The EF for the world system is displayed in the first time series plot at the start of this post. Somewhere around the 1990s, the world system supposedly exceed it's carrying capacity (EF > 1.0). The world system did not collapse in the 1990s but, by this measure, we have been degrading our environmental support systems since then.

We can run some simple counterfactuals with EF data. For example, the graph above assigns US consumption levels to every individual in the world population but assumes no improvement of biocapacity. By 2020 (forecasting using the WL20 model), we would need the current biocapacity of almost five Earths to meet consumption demand.
If we were to assume that biocapacity of the entire world system reached the current biocapacity of the US, we would top out at around 2.5 Earths by 2500. It seems unlikely that biocapacity will reach US levels throughout the world, especially in arid countries. A reasonable prediction might be somewhere between these two forecasts.

The conclusion from this exercise is that convergence between all the economies in the world-system is seems unlikely. The US lifestyle is, in this sense, unsustainable. Either the US (and a few other Northern countries) will have to reduce its standard of living, be forced to reduce its standard of living (the ecological collapse after 2050 in the first forecast) or it will always have dominant economies. Even if the US would gladly reduce its standard of living to some low level (it's unlikely that any economy would) what would that level be and how many people in the world system could share it without degrading environmental systems? And, what will happen when the less developed world realizes that there is no hope of sharing Western standards of living? And, what might the world look like after an ecological collapse? More importantly, since the future really cannot be known, what do less developed countries do in the short run? I'll address that question in future posts.

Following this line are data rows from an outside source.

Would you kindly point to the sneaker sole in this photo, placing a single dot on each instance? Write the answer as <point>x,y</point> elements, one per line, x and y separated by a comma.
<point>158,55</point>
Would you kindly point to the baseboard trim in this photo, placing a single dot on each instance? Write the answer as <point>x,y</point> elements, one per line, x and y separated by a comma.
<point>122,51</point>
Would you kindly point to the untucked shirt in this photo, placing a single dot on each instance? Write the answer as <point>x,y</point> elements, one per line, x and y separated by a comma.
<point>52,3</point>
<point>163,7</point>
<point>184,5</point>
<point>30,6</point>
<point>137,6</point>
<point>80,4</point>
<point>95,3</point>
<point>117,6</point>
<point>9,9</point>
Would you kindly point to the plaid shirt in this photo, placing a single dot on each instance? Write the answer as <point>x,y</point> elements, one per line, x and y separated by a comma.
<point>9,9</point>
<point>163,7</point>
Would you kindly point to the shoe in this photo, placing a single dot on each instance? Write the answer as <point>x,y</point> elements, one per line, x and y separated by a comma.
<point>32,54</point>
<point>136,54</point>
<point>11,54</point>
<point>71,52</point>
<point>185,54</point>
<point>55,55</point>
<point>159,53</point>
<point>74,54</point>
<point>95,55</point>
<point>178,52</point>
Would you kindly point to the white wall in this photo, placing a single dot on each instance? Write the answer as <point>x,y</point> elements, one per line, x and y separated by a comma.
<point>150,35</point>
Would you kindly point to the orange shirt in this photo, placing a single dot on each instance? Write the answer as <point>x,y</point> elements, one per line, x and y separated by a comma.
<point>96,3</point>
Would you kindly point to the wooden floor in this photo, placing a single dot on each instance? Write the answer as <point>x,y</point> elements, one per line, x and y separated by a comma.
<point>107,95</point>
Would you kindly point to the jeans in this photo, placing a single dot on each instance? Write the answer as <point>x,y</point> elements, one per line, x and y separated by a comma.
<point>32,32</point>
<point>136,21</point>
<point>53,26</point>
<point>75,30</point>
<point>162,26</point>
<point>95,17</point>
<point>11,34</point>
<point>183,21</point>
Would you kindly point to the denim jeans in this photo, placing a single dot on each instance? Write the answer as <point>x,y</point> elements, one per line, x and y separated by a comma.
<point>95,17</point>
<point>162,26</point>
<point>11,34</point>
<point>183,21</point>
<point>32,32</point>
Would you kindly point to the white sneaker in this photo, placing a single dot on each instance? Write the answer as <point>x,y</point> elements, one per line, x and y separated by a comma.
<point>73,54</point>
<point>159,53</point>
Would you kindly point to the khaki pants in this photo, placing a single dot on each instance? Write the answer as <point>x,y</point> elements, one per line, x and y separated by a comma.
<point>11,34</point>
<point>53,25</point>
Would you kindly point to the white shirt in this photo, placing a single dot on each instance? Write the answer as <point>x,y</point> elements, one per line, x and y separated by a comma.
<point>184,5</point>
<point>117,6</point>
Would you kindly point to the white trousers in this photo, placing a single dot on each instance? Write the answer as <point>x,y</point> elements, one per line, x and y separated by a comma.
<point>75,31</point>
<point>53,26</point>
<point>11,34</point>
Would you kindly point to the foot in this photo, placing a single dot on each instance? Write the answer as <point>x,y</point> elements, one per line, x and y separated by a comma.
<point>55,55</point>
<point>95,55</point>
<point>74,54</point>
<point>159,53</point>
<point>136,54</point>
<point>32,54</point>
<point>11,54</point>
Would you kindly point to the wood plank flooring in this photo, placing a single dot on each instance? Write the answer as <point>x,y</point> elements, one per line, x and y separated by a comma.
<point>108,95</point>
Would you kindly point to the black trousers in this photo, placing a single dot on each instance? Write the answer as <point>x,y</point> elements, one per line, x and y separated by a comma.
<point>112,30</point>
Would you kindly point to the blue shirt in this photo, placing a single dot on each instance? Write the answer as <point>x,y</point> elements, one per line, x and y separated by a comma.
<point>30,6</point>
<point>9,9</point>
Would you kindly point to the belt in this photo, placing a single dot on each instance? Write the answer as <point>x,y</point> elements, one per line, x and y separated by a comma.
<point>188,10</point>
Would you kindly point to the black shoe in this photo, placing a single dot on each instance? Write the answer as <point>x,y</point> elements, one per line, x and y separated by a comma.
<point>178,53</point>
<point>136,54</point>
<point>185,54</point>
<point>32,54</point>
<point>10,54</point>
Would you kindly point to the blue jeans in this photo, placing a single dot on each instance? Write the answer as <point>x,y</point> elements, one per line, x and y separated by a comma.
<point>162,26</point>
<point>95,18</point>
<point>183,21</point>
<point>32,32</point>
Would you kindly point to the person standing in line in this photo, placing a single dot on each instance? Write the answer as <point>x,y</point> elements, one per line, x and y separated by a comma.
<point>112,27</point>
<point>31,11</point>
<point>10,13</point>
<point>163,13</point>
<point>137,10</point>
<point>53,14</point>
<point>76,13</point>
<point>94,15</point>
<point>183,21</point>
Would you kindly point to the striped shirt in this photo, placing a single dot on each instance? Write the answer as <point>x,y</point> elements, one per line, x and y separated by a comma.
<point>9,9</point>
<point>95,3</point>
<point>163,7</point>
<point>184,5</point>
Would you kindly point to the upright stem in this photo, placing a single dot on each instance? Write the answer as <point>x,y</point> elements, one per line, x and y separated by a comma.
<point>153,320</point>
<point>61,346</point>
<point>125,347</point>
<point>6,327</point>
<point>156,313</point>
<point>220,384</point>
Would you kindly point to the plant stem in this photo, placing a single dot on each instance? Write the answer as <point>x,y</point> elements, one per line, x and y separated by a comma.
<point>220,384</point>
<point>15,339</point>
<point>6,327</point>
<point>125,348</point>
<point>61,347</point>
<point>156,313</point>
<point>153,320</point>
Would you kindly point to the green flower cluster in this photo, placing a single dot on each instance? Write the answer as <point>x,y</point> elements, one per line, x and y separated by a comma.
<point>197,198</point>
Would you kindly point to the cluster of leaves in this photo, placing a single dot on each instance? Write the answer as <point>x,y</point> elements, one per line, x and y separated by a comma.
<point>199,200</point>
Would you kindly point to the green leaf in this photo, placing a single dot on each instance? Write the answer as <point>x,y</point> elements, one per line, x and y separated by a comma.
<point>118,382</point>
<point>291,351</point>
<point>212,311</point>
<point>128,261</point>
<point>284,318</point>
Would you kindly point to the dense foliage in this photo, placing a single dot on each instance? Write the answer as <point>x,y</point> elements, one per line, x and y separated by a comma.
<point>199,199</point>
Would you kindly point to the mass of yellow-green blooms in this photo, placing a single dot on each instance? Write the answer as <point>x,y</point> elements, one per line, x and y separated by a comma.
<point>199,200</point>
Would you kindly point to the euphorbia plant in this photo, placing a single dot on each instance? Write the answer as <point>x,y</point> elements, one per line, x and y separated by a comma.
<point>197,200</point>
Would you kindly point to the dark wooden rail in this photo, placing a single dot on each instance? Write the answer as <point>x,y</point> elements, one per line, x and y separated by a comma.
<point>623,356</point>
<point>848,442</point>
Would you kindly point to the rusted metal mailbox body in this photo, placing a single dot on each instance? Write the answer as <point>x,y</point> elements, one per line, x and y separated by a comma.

WARNING: The Ecological Footprint (EF) is a measure which has been widely criticized and, at one extreme, called scientifically useless. From a statistical perspective, these critiques describe construct validity: does the EF construct measure what it claims to measure. There are many arbitrary assumptions in the construction of the EF (that is, the one supplied by the Global Footprint Network and used above) and the EF has become overburdened with sustainability interpretations that make it hard to know what is "supposed" to be measured. But there are other types of validity: face validity (does the measure superficially look right), content validity (are the right indicators being included in the measure) and criterion validity (is the measure useful in models and is it related to other measures in a reasonable way). My interest has been in the criterion validity of the EF. As can be seen above, it is useful in models and can be predicted (the dashed blue and green lines are the 98% bootstrap prediction intervals). Does it really mean that we might use five times our current biocapacity at some time in the future? No! If we give up the idea that this must be an absolutely correct measure, we can still ask relative questions that are interesting: how does it change over time and in different countries? How is it related to other measures of economic development? Can we construct alternative EF measures and how do they correlate to the one provided by the Global Footprint Network. I'll present some of this analysis in future posts.